Iran determined to continue path towards more nuclear achievements
The head of the Atomic Energy Organization of Iran (AEOI) Ali Akbar Salehi says the Islamic Republic is determined to continue its path towards making more nuclear achievements and developing its peaceful nuclear program in line with international regulations.
“We seek to remain committed to international law and obligations and [maintain] interaction with the world based on the three factors of dignity, wisdom and expediency to expedite our [nuclear] progress and achievements,” Salehi said in an address to a ceremony to mark the 15th anniversary of Iran’s National Nuclear Technology Day on Saturday.
He added that support of the Iranian nation and reinforcement of national unity would help the AEOI materialize macro purposes of the country in the strategic nuclear industry.
“Despite all restrictions and pressures resulting from the imposition of illegal and cruel sanctions by ill-wishers of the Islamic Iran, different plans and projects have been pursued powerfully [by the country] in various fields of nuclear science and technology,” the Iranian nuclear chief said.
He said the development of 133 new nuclear achievements in different industrial, health and agricultural sectors proved Iran’s determination to continue its nuclear progress.

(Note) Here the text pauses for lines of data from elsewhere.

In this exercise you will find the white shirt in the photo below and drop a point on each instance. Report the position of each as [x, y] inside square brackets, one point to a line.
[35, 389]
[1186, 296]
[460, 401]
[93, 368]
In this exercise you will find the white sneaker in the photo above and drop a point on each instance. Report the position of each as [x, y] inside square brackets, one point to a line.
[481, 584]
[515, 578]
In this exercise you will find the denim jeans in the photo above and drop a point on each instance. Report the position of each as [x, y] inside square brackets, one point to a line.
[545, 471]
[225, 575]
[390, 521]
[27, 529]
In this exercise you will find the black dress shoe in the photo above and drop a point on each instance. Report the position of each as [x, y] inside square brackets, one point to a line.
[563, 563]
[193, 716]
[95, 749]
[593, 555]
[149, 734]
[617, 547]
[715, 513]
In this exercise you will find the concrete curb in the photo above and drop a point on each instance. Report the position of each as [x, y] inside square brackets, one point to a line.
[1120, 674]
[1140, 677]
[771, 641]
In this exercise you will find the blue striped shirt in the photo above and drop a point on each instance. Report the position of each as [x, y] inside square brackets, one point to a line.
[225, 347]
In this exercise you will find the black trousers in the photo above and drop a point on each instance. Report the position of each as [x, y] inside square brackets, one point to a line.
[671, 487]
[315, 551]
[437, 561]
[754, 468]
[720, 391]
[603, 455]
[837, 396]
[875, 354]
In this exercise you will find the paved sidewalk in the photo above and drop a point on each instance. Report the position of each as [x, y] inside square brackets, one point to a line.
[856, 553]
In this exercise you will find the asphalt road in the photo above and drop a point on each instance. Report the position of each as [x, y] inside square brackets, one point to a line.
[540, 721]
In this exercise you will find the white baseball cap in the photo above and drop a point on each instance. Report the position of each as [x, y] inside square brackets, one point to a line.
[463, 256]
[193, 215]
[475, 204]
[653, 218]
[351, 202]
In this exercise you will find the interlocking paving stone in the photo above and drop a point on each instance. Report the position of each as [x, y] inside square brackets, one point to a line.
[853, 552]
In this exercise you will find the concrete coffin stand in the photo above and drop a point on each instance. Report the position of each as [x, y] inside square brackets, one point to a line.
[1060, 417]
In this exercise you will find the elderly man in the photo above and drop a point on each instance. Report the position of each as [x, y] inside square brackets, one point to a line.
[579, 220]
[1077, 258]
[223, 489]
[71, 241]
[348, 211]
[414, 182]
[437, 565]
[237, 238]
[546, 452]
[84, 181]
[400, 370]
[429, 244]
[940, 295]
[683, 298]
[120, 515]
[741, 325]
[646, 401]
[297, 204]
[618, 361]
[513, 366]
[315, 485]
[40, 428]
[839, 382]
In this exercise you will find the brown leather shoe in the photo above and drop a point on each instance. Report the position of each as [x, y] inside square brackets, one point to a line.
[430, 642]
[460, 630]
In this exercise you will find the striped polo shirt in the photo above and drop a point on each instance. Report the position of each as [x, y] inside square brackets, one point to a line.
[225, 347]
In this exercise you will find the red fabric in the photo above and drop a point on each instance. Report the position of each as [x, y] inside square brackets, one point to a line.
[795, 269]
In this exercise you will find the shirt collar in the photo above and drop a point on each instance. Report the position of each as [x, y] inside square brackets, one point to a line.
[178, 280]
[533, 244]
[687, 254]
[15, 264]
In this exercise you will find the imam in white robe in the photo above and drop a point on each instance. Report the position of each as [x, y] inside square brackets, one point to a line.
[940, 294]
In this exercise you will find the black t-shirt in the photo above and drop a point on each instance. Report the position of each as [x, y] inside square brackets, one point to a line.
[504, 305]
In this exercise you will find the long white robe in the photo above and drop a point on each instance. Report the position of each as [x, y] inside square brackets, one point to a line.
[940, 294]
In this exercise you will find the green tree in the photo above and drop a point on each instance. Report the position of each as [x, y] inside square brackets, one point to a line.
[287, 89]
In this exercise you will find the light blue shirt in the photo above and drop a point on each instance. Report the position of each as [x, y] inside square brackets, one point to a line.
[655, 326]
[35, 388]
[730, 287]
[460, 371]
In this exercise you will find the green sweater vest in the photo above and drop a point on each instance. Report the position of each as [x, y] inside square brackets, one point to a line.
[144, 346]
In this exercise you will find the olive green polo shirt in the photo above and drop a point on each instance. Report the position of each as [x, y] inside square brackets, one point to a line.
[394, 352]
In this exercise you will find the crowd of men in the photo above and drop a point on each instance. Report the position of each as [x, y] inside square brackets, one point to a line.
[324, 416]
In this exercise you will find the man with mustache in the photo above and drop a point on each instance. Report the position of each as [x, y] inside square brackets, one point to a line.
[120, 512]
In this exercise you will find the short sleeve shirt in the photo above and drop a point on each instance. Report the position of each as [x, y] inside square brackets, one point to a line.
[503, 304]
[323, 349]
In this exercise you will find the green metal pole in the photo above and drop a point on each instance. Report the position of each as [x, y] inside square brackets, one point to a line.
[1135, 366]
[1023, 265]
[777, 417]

He noted that some of the new achievements include the production of centrifuges needed in blood transfusion centers, the industrial production of medical-grade titanium used for manufacturing implants in human body and the production of new radiopharmaceuticals.
In a video conference call on Saturday, Iranian President Hassan Rouhani unveiled 133 new nuclear achievements made by the country’s experts in different areas of the nuclear industry, including quantum, enrichment, heavy water and deuterium compounds, radiopharmaceuticals, lasers, and etc.
Speaking to reporters on the sidelines of a cabinet meeting in Tehran on Wednesday, Salehi vowed that the pace of the Islamic Republic’s progress in the field of peaceful nuclear technology was never to either slow down or stop.